Questo è un racconto semi-autobiografico che si vede identificata come protagonista la stessa autrice. L’autrice scrisse questo racconto in appena due giorni quando il medico le prescrisse la stessa cura che si trova nel racconto perché aveva una depressione post partum. Come succede nel racconto, anche la Gilman al posto di guarire, con questa cura peggiora e riesce a riprendersi solo dopo essersi allontanata e separata dal marito inviando addirittura una copia del racconto al dottore che le aveva prescritto la cura.

Questa cura “la cura del riposo” consisteva in un periodo di riposo dove la donna non deve affaticarsi fisicamente, mentalmente e sentimentalmente.

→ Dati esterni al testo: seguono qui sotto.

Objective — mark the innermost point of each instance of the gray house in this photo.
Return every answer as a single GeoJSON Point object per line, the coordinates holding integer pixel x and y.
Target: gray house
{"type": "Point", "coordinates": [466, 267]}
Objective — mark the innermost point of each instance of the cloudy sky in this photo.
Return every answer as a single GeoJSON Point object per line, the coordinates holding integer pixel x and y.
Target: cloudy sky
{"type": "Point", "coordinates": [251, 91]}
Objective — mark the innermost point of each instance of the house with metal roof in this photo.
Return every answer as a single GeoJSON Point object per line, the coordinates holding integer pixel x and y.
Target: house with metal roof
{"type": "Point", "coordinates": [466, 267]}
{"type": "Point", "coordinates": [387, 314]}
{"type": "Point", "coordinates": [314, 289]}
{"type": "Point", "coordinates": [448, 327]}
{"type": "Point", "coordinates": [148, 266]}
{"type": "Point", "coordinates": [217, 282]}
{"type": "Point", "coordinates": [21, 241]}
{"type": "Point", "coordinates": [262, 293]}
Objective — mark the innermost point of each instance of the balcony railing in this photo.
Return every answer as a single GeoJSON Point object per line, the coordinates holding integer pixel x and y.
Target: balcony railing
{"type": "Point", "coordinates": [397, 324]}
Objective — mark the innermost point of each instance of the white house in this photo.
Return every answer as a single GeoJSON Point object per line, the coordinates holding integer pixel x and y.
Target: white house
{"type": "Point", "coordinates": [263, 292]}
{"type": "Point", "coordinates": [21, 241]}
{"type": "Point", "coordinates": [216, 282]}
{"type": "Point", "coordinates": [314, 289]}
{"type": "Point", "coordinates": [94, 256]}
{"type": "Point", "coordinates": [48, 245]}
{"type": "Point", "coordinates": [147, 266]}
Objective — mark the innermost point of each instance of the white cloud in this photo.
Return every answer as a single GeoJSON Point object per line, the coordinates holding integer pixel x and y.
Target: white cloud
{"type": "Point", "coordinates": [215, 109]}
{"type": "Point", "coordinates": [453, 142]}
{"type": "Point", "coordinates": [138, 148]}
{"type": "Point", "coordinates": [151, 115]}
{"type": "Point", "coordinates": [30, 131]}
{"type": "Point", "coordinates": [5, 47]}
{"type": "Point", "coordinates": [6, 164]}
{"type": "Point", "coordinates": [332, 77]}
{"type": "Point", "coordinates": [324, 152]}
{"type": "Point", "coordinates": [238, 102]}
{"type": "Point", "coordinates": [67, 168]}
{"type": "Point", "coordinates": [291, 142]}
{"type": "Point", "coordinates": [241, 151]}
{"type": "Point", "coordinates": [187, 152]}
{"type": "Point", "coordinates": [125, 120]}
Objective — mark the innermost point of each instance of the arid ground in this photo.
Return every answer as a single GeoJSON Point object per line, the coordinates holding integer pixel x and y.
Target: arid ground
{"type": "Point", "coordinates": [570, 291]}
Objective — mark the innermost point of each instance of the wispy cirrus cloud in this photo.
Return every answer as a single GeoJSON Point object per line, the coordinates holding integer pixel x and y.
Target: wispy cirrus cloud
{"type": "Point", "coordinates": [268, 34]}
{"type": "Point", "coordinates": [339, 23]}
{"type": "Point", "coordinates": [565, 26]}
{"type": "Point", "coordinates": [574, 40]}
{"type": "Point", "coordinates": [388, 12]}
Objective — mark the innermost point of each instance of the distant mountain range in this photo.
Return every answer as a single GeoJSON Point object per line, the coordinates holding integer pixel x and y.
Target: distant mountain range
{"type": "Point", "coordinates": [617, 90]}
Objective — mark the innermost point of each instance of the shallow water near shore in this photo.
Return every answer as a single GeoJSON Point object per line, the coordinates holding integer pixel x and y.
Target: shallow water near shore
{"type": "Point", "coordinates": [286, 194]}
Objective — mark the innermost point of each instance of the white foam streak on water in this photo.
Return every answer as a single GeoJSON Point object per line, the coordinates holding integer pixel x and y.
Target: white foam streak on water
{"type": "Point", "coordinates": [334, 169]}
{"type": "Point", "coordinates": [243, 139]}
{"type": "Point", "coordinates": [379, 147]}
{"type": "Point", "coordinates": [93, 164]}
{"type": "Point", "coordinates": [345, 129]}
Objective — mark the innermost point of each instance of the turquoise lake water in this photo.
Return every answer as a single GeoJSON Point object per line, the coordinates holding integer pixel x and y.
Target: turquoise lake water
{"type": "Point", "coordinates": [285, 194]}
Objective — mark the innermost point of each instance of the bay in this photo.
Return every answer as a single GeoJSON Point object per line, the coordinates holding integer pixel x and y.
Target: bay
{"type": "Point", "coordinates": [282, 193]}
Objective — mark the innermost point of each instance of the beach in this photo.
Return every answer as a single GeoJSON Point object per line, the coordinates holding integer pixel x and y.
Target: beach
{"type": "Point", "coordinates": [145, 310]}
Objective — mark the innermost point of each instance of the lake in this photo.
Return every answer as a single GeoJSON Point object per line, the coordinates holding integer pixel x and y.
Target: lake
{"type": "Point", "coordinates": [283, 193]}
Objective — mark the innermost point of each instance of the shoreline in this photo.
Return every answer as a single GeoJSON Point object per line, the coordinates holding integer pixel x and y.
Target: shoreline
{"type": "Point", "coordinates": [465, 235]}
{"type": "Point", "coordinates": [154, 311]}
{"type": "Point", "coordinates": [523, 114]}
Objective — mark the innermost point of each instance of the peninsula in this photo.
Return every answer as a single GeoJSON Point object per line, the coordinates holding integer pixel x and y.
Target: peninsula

Infatti era credenza dell’epoca che la donna fosse intellettualmente inferiore all’uomo e che la causa dell’isteria risiedesse nell’uso eccessivo della mente.


Il racconto è ambientato nella fine dell’800 in una villa coloniale americana. Le descrizioni della villa esternamente sono molto particolareggiate soprattutto del giardino ma della casa conosciamo in modo approfondito solo la stanza dove la protagonista vive per tre mesi. 

In questo racconto si intuisce la considerazione che ha la società del tempo della donna che dovrebbe essere accondiscendente e compiacere il marito, avvalorata ancora di più dall’autrice nella scelta di non aver dato un nome alla protagonista.


 Il senso di inquietudine  viene creato dall’autrice con periodi brevi, quasi nervosi, nel descrivere l’ossessione della protagonista con descrizioni precise e inquietanti della carta da parati che rispecchiano il suo stato d’animo. 

Di questo racconto mi ha colpito il messaggio di oppressione che l’autrice vuole mandare ai lettori allacciandosi ad un fatto che le è realmente accaduto che ha condizionato il suo modo di pensare. 

Anche se è stato scritto cento anni fà la depressione post partum è tutt’oggi un argomento tabù e come all’ora, questo racconto potrebbe aprire gli occhi ad una visione differente alle donne. Stesso discorso per la depressione in generale o le malattie mentali, visto ancora oggi come oggetto di stigmatizzazione sociale.